The report, Nations in Transit 2017 - The False Promise of Populism, analyzes the development of democracy in 29 countries and Central Europe and Eurasia.
In the ratings, Georgia has a total of 4.61 points out of 7, with 1 representing the highest level of democratic progress and 7 the lowest.
Michael Hikari Cecire, a Fellow at New America, a Fellow at the Foreign Policy Research Institute and the cofounder of the Tbilisi-based Georgian Institute of Politics, is the author of the report about Georgia.
The detailed report reads that throughout 2016, Georgia’s democratic development continued its recent positive trajectory, although progress stalled and even regressed along certain lines.
“The parliamentary elections in October 2016 demonstrated improved administration and regulation of the electoral process, and hard-won gains countering both petty and elite-level corruption appear increasingly institutionalized. Yet while monitors described the elections as mostly free and fair, instances of pre-election and election day violence cast a pall over the process,” the report reads.
The planned changes in the rule of Presidential elections were also covered in the report.
“Proposed constitutional amendments have raised the possibility of ruling GD using the party’s supermajority to change the presidential selection process to an indirect system using a college of electors from the current direct elections,” Freedom House said.
The report also stresses that Russia has increased its influence over Georgia’s breakaway regions with the ratification of a de facto Abkhazian-Russian military agreement that establishes a joint military force and places Abkhazian troops under direct Russian control in wartime. Also, Russia already has a more comprehensive agreement in place with the separatist South Ossetian authorities, which effectively ceded its minor military capabilities to Russian control in a 2015 integration “treaty”.
The report also says that the Georgian media is generally “vibrant, pluralistic, and free,” and international organizations describe media freedom in Georgia as mostly strong, and the media sector benefits from a reasonably robust legal framework and significant pluralism.
“But the ongoing legal dispute over Rustavi 2, the most viewed television station in Georgia, and a brewing ownership dispute at the third-most-watched channel Maestro TV, are holding back further progress,” the report reads.
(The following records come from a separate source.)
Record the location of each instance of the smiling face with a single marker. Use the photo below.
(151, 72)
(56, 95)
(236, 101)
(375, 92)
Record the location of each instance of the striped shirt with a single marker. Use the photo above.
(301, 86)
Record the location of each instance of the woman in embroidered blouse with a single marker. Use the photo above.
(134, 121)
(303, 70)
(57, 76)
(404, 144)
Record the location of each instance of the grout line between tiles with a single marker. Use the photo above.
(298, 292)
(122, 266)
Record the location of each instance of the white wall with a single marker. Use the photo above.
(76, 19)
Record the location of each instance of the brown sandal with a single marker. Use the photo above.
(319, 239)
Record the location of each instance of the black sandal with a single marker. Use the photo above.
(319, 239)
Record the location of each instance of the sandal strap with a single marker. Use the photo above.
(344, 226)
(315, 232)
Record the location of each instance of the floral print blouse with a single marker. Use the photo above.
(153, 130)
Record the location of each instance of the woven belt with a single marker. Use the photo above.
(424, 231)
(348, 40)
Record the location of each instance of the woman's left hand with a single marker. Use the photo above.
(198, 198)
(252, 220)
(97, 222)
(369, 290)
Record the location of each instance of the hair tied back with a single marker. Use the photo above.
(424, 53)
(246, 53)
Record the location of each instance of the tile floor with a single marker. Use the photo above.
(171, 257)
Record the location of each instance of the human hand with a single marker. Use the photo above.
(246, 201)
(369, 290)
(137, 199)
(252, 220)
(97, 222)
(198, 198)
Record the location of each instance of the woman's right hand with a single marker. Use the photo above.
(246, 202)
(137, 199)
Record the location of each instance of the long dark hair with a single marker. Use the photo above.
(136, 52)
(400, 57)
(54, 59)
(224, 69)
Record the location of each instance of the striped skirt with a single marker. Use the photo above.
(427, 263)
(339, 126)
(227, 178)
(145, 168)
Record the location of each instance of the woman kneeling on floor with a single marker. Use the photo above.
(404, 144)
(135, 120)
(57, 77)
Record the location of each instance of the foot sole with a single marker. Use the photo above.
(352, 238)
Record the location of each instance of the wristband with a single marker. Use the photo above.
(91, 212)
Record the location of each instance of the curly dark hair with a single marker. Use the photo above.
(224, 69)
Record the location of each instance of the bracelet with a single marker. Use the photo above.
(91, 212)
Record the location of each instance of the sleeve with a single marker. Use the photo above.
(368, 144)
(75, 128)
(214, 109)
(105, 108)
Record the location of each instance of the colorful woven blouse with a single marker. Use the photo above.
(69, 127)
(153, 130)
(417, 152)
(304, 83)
Moreover, the author of the report said that the functioning of the judiciary has improved since the transfer of power following the 2012 parliamentary elections, but there remain widespread concerns over judicial independence and the operation of the judiciary.
“High-profile court cases continue to raise serious questions about the independence and politicization of the judiciary,” the report reads.
As for the positive trends, the author noted that Georgia has become known as a leader in the non-Baltic former Soviet Union in combating corruption.
However, the report underlines that nepotism remains an area of potential concern.